Valentino Valentini, the organization’s newly elected president, assembled producers, journalists, researchers and enologists as well as politicians and local administrators to share in a new manifesto in defense of quality viticulture. It is a statement by producers and local administrators that refers to what they are working toward and commits them to a type of development that safeguards the identity of our products and Italian wine culture.
The most moving moment of the event was that of the presentation of awards to 68 persons who have contributed through their professional or institutional actions to the growth of Italian culture and the economic development of the territories of production.
“With this recognition, we wish to celebrate the anniversary of the Wine Towns organization,” Valentini declared, “and pay tribute to those who have played leading roles in assuring Italian wines’ place worldwide and affirming the success they have secured in their different fields of activity.”
Giacomo Rallo, founder of Donnafugata, was among the producers honored. It was a recognition, according to the citation, that honors “one of the historic figures of the island’s premium wines.” “Italian wine producers owe a great deal to the Associazione delle Città del Vino,” Giacomo Rallo observed when talking with journalists covering the ceremony. “The association has been an important point of reference for all those who in these years have believed that the territory constitutes an important factor of productive identity.

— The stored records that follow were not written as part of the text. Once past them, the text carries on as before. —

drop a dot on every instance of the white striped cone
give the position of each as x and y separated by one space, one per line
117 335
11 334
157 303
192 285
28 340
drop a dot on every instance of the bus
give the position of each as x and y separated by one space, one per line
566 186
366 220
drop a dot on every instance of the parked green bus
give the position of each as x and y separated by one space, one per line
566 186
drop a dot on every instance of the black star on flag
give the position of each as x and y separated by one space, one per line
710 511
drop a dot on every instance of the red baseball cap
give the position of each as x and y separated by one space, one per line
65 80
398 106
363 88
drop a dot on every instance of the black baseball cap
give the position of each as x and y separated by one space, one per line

Donnafugata arises from our passion for the land, for those who live and work on it and for the culture that it expresses. What would Pantellera be without the Zibibbo vineyard and the farmers who cultivate it? Or, still, what would the Belice Valley at Contessa Entellina be without Nero d’Avola and Ansonica growing on its hills? Identity, history and landscape are indivisible from the idea itself of wine. That is the added value that renders Italian wines unique and inimitable in the world.”